Im liturgischen Kalender der katholischen Westkirche wird heute der Gedenktag des hl. Johannes Chrysostomus gefeiert. Er war Patriarch von Konstantinopel, dem heutigen Istanbul von 398 bis 404. Der Gedenktag orientiert sich am Todestag des Heiligen, dem 14. September 407.

Johannes wurde in Antiochia, dem heutigen Antakya in der Südtürkei geboren. Nach seiner Taufe im Alter von 23 Jahren führte er mit ein paar Freunden ein mönchisches Leben im Haus seiner Mutter, die eine wohlhabende Witwe war und nicht wollte, dass er sie allein liess. So sorgte er für sie bis zu ihrem Tod. Danach zog er sich ins Hinterland von Antiochia als Mönch zurück. Während dieser Zeit studierte er eifrig die Hl. Schrift und las sehr viel. Im Jahr 391 wurde er in Antiochia zum Presbyter geweiht und gewann allmählich hohes Ansehen als begabter Prediger.

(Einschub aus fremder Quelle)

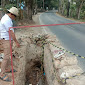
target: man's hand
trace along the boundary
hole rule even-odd
[[[20,47],[20,44],[18,42],[16,42],[16,46],[19,48]]]

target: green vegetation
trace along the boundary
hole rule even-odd
[[[85,0],[0,0],[0,2],[3,9],[18,7],[21,19],[32,20],[32,15],[37,11],[56,9],[63,16],[85,20]]]

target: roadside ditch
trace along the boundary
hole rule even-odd
[[[38,17],[35,15],[35,21]],[[54,34],[45,34],[37,27],[16,29],[15,34],[21,45],[13,45],[15,85],[85,85],[77,57],[67,56]],[[0,85],[13,83],[0,80]]]

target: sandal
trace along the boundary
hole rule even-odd
[[[17,72],[17,71],[13,69],[13,72]],[[7,71],[6,73],[12,73],[12,69],[10,71]]]
[[[0,79],[3,80],[3,81],[11,82],[11,79],[9,79],[9,77],[7,77],[7,78],[6,77],[7,77],[7,75],[0,77]]]

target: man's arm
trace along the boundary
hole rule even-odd
[[[15,43],[16,43],[16,46],[17,46],[17,47],[20,47],[20,44],[18,43],[18,41],[17,41],[17,39],[16,39],[16,37],[15,37],[14,32],[13,32],[12,30],[10,30],[10,33],[11,33],[12,39],[13,39],[13,40],[15,41]]]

Er legte viel Wert auf lebensnahe Auslegung der Bibel und deren praktische Anwendung. Und er hatte ein aufmerksames Auge auf die sozialen Probleme seiner Zeit.

Wohl aufgrund seiner Popularität wurde er 397 zum Patriarchen von Konstantinopel ernannt, das zu dieser Zeit schon die reichste Stadt des Imperiums war. Johannes hielt auch da mit seiner Kritik am missbräuchlichen Umgang mit dem Reichtum nicht hinter dem Berg, sondern kritisierte öffentlich sogar die Kaiserin. Diese erwirkte seine Absetzung und zweimalige Verbannung. 407 starb er auf dem aufgezwungenen Fussmarsch ins Exil.

Schon zwanzig Jahre nach seinem Tod wurde er rehabilitiert und seine Gebeine nach Konstantinopel zurück gebracht. Heute zählt er zu den am meisten geschätzten Kirchenvätern besonders in den Kirchen byzantinischer Tradition.

Aus seinem Mund – „Chrysostomus“ heisst „Goldmund“ – stammt der geistliche Satz:

„Nichts ist mächtiger als ein Mensch, der betet: denn durch das Gebet wird er der Macht Gottes teilhaftig.“

Auch seine Überlegungen zu Armut und Reichtum sind bedenkenswert:

„Reich ist nicht, wer viel hat, sondern wer wenig braucht – arm ist nicht, wer wenig hat, sondern wer viel begehrt.“

Oder auch die Forderung:

Jeder soll nämlich das, was er besitzt, sei es Weisheit oder Macht oder Reichtum oder sonst etwas, zum allgemeinen Wohl verwenden, nicht zum Nachteil seiner Mitmenschen oder zum eigenen Verderben.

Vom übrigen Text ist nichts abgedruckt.